Nodeflakes analysis using StatsD and Graphite

This year's nodeflakes demo has just been decommissioned after running for a little over a month. The number of Christmas related tweets drops dramatically after a certain date in December (you don't need to read this article to guess which one) but given that I started it a little after December 1st I wanted to collect at least a month's worth of information in Graphite before winding things down.

Why track anything?

You might argue that tracking application metrics from a relatively simple project is overkill and unlikely to prove very insightful—and you'd have a point. The primary motivation for adding the tracking was pretty simple:

  • I wanted to add something to the 2011 demo, however small
  • Tracking tweet throughput provided instant, easily available monitoring (Graphite is web based) wherever I was, as long as I had an internet connection

I was also curious to see just how much the tweet volume increased in the run up to Christmas. The nodeflakes demo only listens out for tweets containing festive keywords (‘merry christmas’, ‘christmas presents’ etc) and although I could visibly see the increase in 2011 due to a screen full of snowflakes on Christmas Day I wanted to gain some insight as to how this volume ramped up in the weeks leading up to the 25th December.

What was tracked?

The following metrics were pushed into StatsD, which in turn fed them into Graphite at ten second intervals. If the distinction between the consumer, processor and server processes doesn't make sense I highly recommend you read the original article first:

  • consumer.line—received a complete line of data (usually a tweet) from Twitter's streaming API
  • consumer.throughput—the approximate consumer throughput in KB/s
  • processor.throughput—the approximate processor throughput in KB/s
  • processor.tweet—the processor worker received a ‘good’ tweet from the consumer, where ‘good’ meant none of the following were triggered:
    • processor.parse_error—data from the consumer isn't valid JSON
    • processor.bad_format—data from the consumer doesn't look like a tweet
    • processor.filter.profanity—the tweet contains some naughty words
    • processor.filter.spam—the tweet looks like spam (too many links Vs followers)
  • server.connect—a new client (browser) connected to the server
  • server.disconnect—a client disconnected from the server
  • server.duplicate_tweet—the server received a duplicate tweet (can happen albeit rarely)
  • server.tweet—the server received a ‘good’ tweet from the processor worker
  • server.throughput—the approximate server throughput in KB/s

Results

Total consumer messages received per second (5th December - 8th January)

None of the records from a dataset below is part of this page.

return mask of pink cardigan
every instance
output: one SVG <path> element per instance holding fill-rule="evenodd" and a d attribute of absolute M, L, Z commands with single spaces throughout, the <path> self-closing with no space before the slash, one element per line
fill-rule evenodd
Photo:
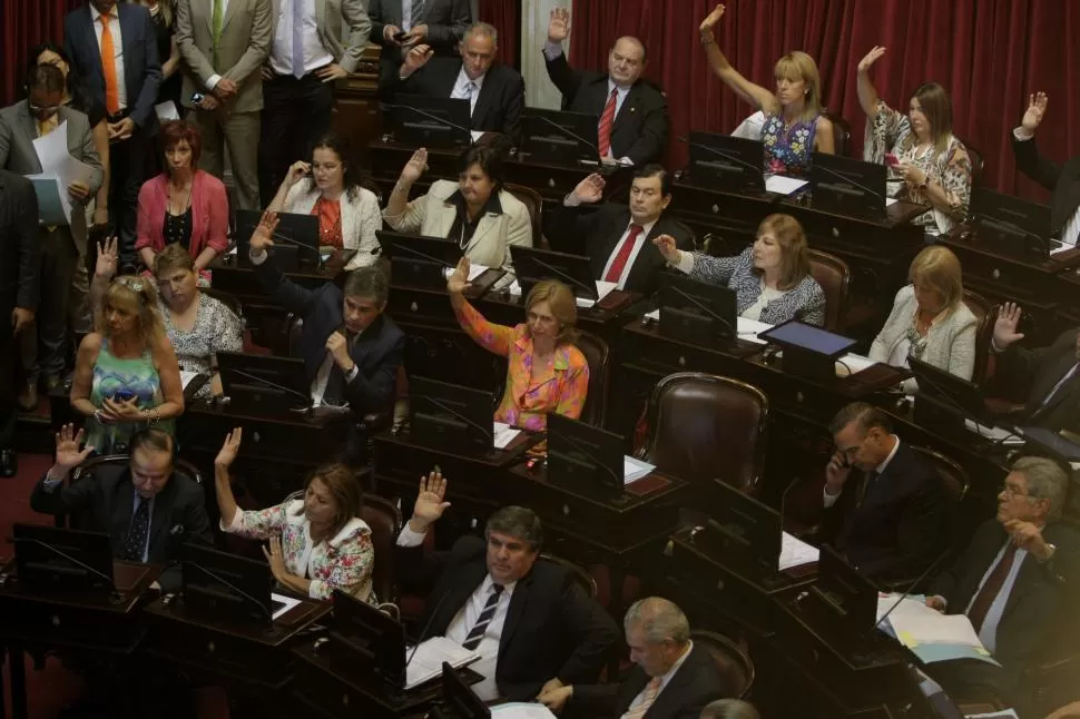
<path fill-rule="evenodd" d="M 139 190 L 139 220 L 136 249 L 165 249 L 165 210 L 168 205 L 167 174 L 151 177 Z M 209 173 L 196 170 L 192 183 L 192 257 L 206 247 L 218 253 L 228 248 L 228 195 L 225 185 Z"/>

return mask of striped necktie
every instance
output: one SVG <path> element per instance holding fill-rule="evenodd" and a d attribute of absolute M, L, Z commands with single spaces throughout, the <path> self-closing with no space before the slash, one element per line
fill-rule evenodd
<path fill-rule="evenodd" d="M 495 610 L 499 608 L 499 598 L 502 597 L 503 589 L 504 587 L 502 584 L 491 585 L 491 597 L 488 598 L 488 603 L 483 605 L 483 611 L 477 618 L 477 623 L 469 630 L 469 636 L 465 637 L 465 641 L 461 642 L 462 647 L 472 651 L 480 646 L 480 640 L 483 639 L 483 634 L 488 630 L 488 624 L 491 623 L 491 620 L 495 615 Z"/>

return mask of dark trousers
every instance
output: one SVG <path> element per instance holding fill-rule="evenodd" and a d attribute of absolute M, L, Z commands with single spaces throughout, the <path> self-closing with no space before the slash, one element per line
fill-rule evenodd
<path fill-rule="evenodd" d="M 330 131 L 334 87 L 314 72 L 296 79 L 278 75 L 263 82 L 258 142 L 258 195 L 269 205 L 296 160 L 311 161 L 312 146 Z"/>
<path fill-rule="evenodd" d="M 68 299 L 79 250 L 68 227 L 38 230 L 41 243 L 41 301 L 32 325 L 22 331 L 19 346 L 27 380 L 37 382 L 45 373 L 63 377 L 68 335 Z"/>

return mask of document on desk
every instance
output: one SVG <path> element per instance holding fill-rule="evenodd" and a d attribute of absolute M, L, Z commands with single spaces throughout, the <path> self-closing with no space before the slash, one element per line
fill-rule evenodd
<path fill-rule="evenodd" d="M 480 659 L 480 654 L 469 651 L 458 642 L 445 637 L 432 637 L 420 642 L 419 647 L 405 649 L 405 690 L 419 687 L 425 681 L 442 674 L 442 663 L 461 669 Z"/>
<path fill-rule="evenodd" d="M 807 544 L 794 534 L 780 533 L 780 561 L 778 571 L 811 564 L 821 559 L 821 550 L 813 544 Z"/>

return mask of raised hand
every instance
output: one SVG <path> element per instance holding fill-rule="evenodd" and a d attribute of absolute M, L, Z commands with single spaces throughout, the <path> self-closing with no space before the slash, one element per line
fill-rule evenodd
<path fill-rule="evenodd" d="M 873 49 L 863 56 L 863 59 L 858 61 L 858 71 L 867 72 L 872 65 L 881 59 L 881 56 L 885 55 L 885 48 L 880 45 L 875 45 Z"/>
<path fill-rule="evenodd" d="M 450 502 L 443 502 L 444 496 L 446 496 L 446 480 L 442 475 L 442 470 L 436 466 L 428 476 L 420 477 L 420 490 L 412 508 L 409 529 L 414 532 L 426 532 L 428 528 L 439 521 L 450 506 Z"/>
<path fill-rule="evenodd" d="M 60 427 L 60 432 L 57 433 L 57 466 L 66 472 L 70 472 L 75 467 L 82 464 L 90 452 L 94 452 L 91 445 L 87 445 L 81 451 L 79 445 L 82 444 L 82 439 L 85 433 L 79 430 L 78 433 L 75 431 L 73 424 L 66 424 Z"/>
<path fill-rule="evenodd" d="M 1047 115 L 1047 102 L 1050 98 L 1047 97 L 1045 92 L 1035 92 L 1028 98 L 1028 111 L 1023 114 L 1023 119 L 1020 120 L 1020 126 L 1029 132 L 1034 132 L 1039 129 L 1039 125 L 1042 122 L 1042 118 Z"/>
<path fill-rule="evenodd" d="M 566 8 L 552 8 L 551 19 L 548 20 L 548 42 L 562 42 L 570 37 L 570 11 Z"/>
<path fill-rule="evenodd" d="M 998 351 L 1004 352 L 1012 343 L 1023 339 L 1023 333 L 1017 332 L 1022 314 L 1020 305 L 1014 302 L 998 307 L 998 318 L 994 321 L 994 347 Z"/>

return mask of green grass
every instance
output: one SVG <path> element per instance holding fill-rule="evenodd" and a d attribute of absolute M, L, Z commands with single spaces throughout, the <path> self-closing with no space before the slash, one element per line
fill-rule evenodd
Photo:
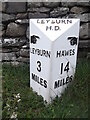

Funnily enough, people really start tweeting about Christmas over the 25th (allowing for the fact the feed is worldwide, whereas the timestamps here are all UTC), and then stop pretty shortly afterwards—although that tail is slightly longer than perhaps you'd expect. The increase around Christmas Day is so drastic it makes it very difficult to see that there is in fact a slow and steady increase throughout the month. The data is also quite noisy due to the natural peaks and troughs each day and the occasional outlier, but we can use Graphite's hitcount function to group each metric into 24 hour buckets:

Total consumer messages received per day (5th December - 8th January)

This graph lets us see the general trend a little more clearly, and gives an indication as to the approximate absolute volume of tweets the consumer dealt with on a daily basis!

There is of course quite an obvious anomaly—most obvious in the first graph—in that our total number of messages plateaus at just over 50 tweets per second for a sustained period of over 36 hours as the festive flurry hits its peak. Let's take a closer look:

Consumer messages per second (23rd - 27th December)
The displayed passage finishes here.